I guess what I'm driving at is that, as comfortable as I am with the idea that a proto-masoretic text had some kind of preeminence in Second Temple Judaism, it's still also the case that variations from that standard were both tolerated and treated as authoritative, and in some quarters (particularly among sectarian quarters reflected in the DSS) this tolerance for textual revisionism alongside continued reverence for the proto-masoretic textform may have been remarkable.
These are the kinds of caveats that seem necessary to me when using the phrase "authoritative text" in this context.
Yes, I’d be happy to do that.
DeleteI affirm that simply because a text is resignified does not mean it lacked authority. The Samaritan Pentateuch and the LXX were both likely copied from resignified texts and they remained authoritative in their respective communities (excerpted texts too may have been made from resignified copies). However, I am not sure that I agree with your statement that these texts were authoritative “regardless of the variants they each had.” Would you mind explaining this?
In my mind, broadly speaking, Jews understood that a stable text existed amid a diversity of texts. That stable text was the temple text. The author of the Letter of Aristeas alludes to this idea. Notice that he claims people should trust his version because his text was copied from a text kept by the temple authorities. Josephus too makes this point. When he is discussing the unchangeability of the Law, he is not referring to the manuscripts at Qumran; he is referring to the texts of the temple (I believe Arie van der Kooij made this point). The fact that every LXX revision/recension updates its base text to fit a proto-Masoretic text too suggests this point. These scribes were not ok with diversity but updated their texts to fit the text they knew was superior. There is more evidence, but this is sufficient in my mind to at least strongly suggest that Jews of the Second Temple period were not ok with textual diversity.
Thus, I would say that for various reasons textual diversity existed in the Second Temple period. Amid that diversity, Jews understand that the best text, the canonical text, was found in the temple.
Does this help clarify my view at all?
Anthony
Thanks. I generally agree. But I'm uncomfortable with the way you use the word "canonical" for the Temple text (not just the delimitation of which books are scripture, but the particular readings of those books over against variants in other copies).

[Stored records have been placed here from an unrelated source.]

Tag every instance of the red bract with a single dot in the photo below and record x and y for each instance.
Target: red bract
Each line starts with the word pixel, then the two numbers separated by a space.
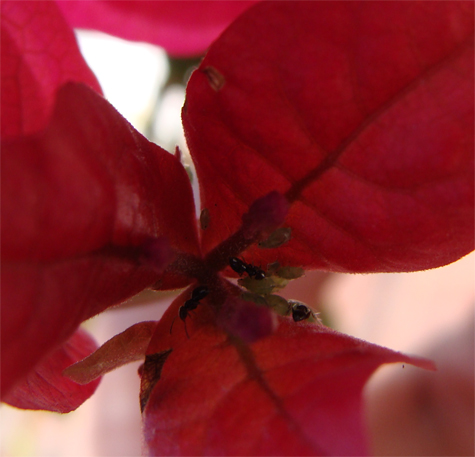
pixel 350 123
pixel 46 388
pixel 361 113
pixel 182 28
pixel 39 54
pixel 297 392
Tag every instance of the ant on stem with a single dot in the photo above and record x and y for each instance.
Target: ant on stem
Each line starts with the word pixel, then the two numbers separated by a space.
pixel 198 294
pixel 241 267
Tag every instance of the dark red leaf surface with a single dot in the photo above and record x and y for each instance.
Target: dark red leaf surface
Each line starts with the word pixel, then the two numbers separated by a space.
pixel 360 112
pixel 79 201
pixel 46 388
pixel 182 28
pixel 297 392
pixel 126 347
pixel 39 53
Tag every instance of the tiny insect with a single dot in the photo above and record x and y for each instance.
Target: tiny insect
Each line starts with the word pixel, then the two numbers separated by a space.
pixel 198 294
pixel 241 267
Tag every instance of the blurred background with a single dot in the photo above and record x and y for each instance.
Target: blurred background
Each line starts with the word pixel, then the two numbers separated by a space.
pixel 427 313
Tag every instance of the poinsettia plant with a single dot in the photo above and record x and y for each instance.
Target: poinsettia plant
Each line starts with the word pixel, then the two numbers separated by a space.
pixel 326 135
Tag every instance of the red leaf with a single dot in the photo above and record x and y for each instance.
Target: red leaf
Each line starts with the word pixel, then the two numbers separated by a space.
pixel 81 202
pixel 39 54
pixel 46 388
pixel 361 113
pixel 182 28
pixel 126 347
pixel 297 392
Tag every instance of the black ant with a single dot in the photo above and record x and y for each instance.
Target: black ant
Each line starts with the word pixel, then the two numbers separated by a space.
pixel 241 267
pixel 198 294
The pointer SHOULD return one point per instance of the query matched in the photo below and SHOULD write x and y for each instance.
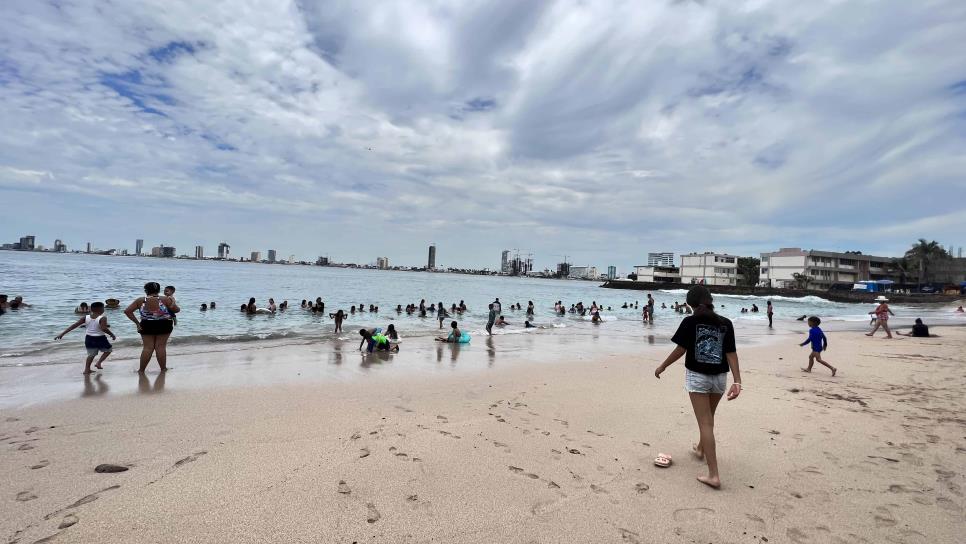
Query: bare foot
(710, 482)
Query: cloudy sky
(597, 130)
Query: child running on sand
(95, 341)
(169, 292)
(707, 341)
(819, 344)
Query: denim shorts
(696, 382)
(96, 344)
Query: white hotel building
(709, 268)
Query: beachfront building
(823, 268)
(583, 273)
(709, 268)
(223, 250)
(658, 274)
(661, 259)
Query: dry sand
(527, 453)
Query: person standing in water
(707, 341)
(155, 325)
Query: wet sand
(559, 451)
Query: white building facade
(661, 259)
(658, 274)
(709, 268)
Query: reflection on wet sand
(94, 385)
(146, 387)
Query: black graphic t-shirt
(707, 338)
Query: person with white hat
(882, 313)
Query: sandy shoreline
(557, 452)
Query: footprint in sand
(691, 514)
(25, 496)
(373, 515)
(190, 459)
(629, 536)
(883, 517)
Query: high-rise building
(660, 259)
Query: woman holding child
(157, 321)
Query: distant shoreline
(833, 296)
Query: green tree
(750, 268)
(922, 255)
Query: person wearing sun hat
(707, 342)
(882, 313)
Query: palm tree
(922, 254)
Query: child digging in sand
(707, 341)
(95, 341)
(819, 344)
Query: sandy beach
(555, 452)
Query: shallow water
(55, 283)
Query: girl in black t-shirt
(707, 341)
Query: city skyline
(729, 127)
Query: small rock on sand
(69, 519)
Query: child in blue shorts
(819, 344)
(96, 339)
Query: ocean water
(54, 284)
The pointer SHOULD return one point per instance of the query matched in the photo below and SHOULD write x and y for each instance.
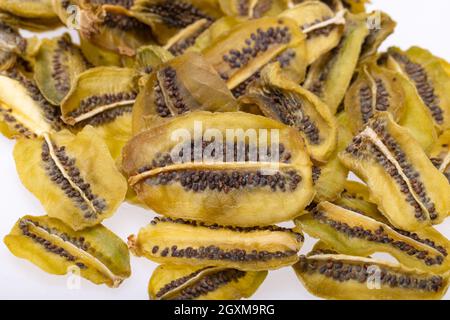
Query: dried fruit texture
(73, 176)
(23, 109)
(190, 243)
(329, 178)
(242, 52)
(11, 45)
(330, 76)
(184, 84)
(114, 28)
(429, 78)
(235, 177)
(353, 233)
(29, 8)
(58, 63)
(382, 26)
(323, 27)
(168, 17)
(100, 255)
(281, 99)
(172, 282)
(440, 154)
(375, 89)
(335, 276)
(403, 182)
(253, 8)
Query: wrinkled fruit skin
(98, 254)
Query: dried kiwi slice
(281, 99)
(183, 84)
(58, 63)
(168, 17)
(23, 109)
(335, 276)
(430, 79)
(322, 26)
(198, 244)
(330, 76)
(440, 154)
(375, 89)
(356, 234)
(73, 176)
(403, 182)
(100, 255)
(232, 188)
(173, 282)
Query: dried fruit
(168, 17)
(440, 154)
(172, 282)
(29, 8)
(58, 63)
(184, 84)
(221, 180)
(323, 27)
(329, 177)
(403, 182)
(23, 109)
(430, 79)
(281, 99)
(335, 276)
(330, 76)
(198, 244)
(356, 234)
(245, 49)
(96, 252)
(73, 176)
(375, 89)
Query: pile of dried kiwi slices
(93, 123)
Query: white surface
(423, 23)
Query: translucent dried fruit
(440, 154)
(23, 109)
(244, 50)
(356, 234)
(58, 63)
(330, 76)
(184, 84)
(323, 27)
(375, 89)
(172, 282)
(73, 176)
(329, 178)
(383, 26)
(430, 79)
(334, 276)
(29, 8)
(403, 182)
(168, 17)
(253, 8)
(225, 187)
(286, 101)
(99, 255)
(198, 244)
(114, 28)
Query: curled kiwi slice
(98, 254)
(58, 63)
(190, 243)
(73, 176)
(286, 101)
(177, 282)
(183, 84)
(337, 276)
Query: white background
(423, 23)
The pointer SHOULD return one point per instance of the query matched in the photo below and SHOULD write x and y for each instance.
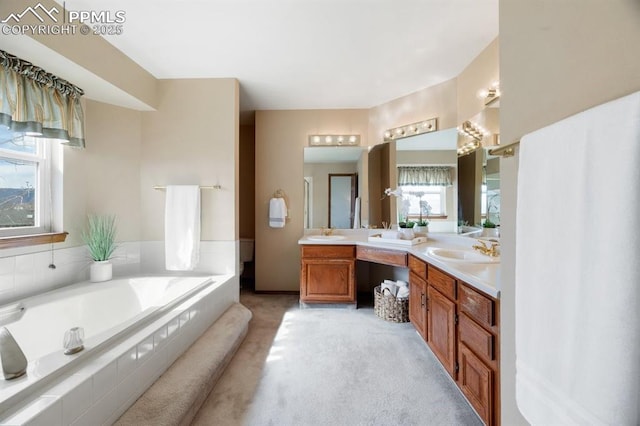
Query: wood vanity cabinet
(478, 352)
(418, 295)
(442, 317)
(327, 274)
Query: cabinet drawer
(329, 252)
(477, 306)
(443, 282)
(418, 267)
(387, 257)
(475, 337)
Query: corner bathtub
(134, 329)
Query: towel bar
(202, 187)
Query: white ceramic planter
(100, 271)
(421, 231)
(490, 232)
(407, 233)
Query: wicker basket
(387, 307)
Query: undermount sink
(465, 256)
(325, 237)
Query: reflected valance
(35, 102)
(425, 175)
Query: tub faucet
(14, 363)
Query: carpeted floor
(331, 367)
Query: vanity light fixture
(468, 147)
(334, 140)
(474, 133)
(490, 95)
(425, 126)
(472, 130)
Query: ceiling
(311, 54)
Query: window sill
(32, 240)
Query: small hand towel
(356, 214)
(277, 212)
(182, 227)
(577, 270)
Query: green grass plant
(100, 236)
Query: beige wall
(104, 177)
(246, 193)
(439, 101)
(280, 139)
(192, 139)
(480, 74)
(557, 59)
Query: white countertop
(483, 276)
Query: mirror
(331, 186)
(491, 197)
(423, 157)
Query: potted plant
(422, 225)
(489, 229)
(100, 239)
(421, 228)
(406, 228)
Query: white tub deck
(133, 333)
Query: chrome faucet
(327, 231)
(484, 249)
(14, 363)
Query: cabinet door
(441, 321)
(328, 280)
(476, 382)
(418, 304)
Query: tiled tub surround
(101, 382)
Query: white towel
(277, 212)
(356, 214)
(577, 269)
(182, 227)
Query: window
(415, 198)
(25, 196)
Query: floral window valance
(38, 103)
(425, 175)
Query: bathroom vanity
(453, 305)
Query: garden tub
(128, 323)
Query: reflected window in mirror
(426, 191)
(491, 190)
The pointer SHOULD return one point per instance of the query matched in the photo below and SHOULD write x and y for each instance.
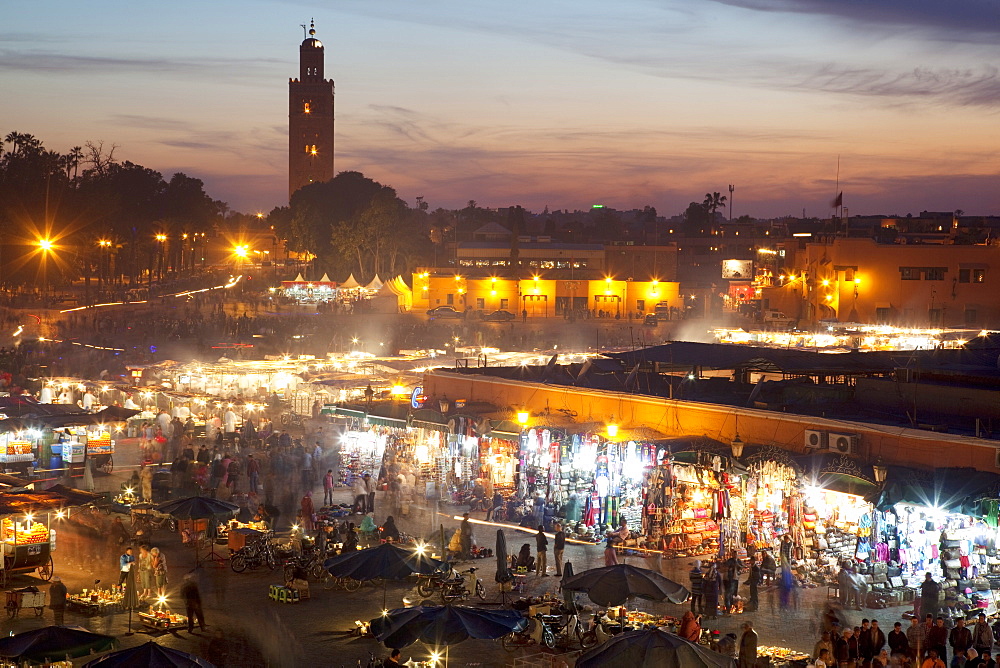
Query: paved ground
(246, 629)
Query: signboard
(418, 399)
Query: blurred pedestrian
(192, 602)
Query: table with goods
(780, 656)
(162, 619)
(97, 601)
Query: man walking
(370, 487)
(696, 577)
(960, 641)
(541, 547)
(253, 471)
(930, 592)
(748, 647)
(916, 639)
(558, 548)
(328, 488)
(192, 601)
(57, 600)
(125, 565)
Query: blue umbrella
(652, 647)
(442, 625)
(388, 560)
(149, 655)
(53, 643)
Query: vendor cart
(28, 597)
(27, 547)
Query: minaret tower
(310, 118)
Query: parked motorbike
(536, 633)
(258, 553)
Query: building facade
(310, 119)
(860, 280)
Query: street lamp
(46, 246)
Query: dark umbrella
(130, 600)
(53, 643)
(613, 585)
(652, 647)
(149, 655)
(197, 508)
(439, 625)
(387, 560)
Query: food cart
(28, 597)
(161, 619)
(87, 441)
(97, 601)
(27, 546)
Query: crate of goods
(302, 587)
(283, 594)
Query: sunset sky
(564, 103)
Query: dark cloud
(965, 20)
(40, 61)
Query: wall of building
(858, 280)
(674, 418)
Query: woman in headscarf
(389, 530)
(690, 629)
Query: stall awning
(952, 490)
(386, 421)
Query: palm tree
(12, 138)
(712, 203)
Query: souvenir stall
(361, 451)
(18, 450)
(769, 487)
(498, 457)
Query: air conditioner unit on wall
(846, 444)
(815, 439)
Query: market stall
(96, 601)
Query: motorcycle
(259, 553)
(463, 586)
(536, 633)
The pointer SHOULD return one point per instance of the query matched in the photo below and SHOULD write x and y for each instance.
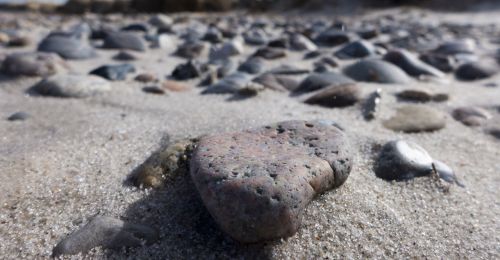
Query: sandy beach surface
(71, 160)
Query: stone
(336, 96)
(190, 50)
(72, 86)
(317, 81)
(145, 78)
(154, 90)
(299, 42)
(125, 56)
(33, 64)
(416, 118)
(374, 70)
(227, 50)
(106, 232)
(124, 40)
(67, 47)
(188, 70)
(332, 37)
(230, 84)
(356, 49)
(175, 86)
(270, 53)
(371, 105)
(114, 72)
(471, 115)
(411, 64)
(476, 70)
(253, 65)
(403, 160)
(19, 116)
(462, 46)
(257, 183)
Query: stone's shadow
(186, 229)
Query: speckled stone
(416, 118)
(257, 183)
(106, 232)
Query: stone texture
(257, 183)
(33, 64)
(75, 86)
(336, 96)
(106, 232)
(416, 118)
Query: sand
(71, 159)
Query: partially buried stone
(67, 47)
(336, 96)
(68, 85)
(374, 70)
(471, 115)
(317, 81)
(18, 116)
(476, 70)
(124, 40)
(106, 232)
(403, 160)
(33, 64)
(257, 183)
(114, 72)
(416, 118)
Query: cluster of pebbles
(256, 183)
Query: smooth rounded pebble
(257, 183)
(106, 232)
(416, 118)
(374, 70)
(403, 160)
(69, 85)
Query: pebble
(106, 232)
(336, 96)
(114, 72)
(189, 70)
(371, 105)
(253, 65)
(356, 49)
(72, 85)
(124, 40)
(403, 160)
(270, 53)
(317, 81)
(33, 64)
(476, 70)
(471, 115)
(19, 116)
(416, 118)
(257, 183)
(299, 42)
(411, 64)
(374, 70)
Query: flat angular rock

DeleteWhat I mean by the phrase you quoted above is that it appears to me that early Christians and their Jewish contemporaries were very comfortable with textual variants in the copies of their scriptures. Minor divergences in wording from the copies at the Temple generally didn't make the copies they were using any less authoritative. And I think that the very explanations you gave for the differences between 4QGenk and the Leningrad Codex imply that the scribes who made those changes themselves had a view of the text that allowed for such changes to be made without a loss of authority.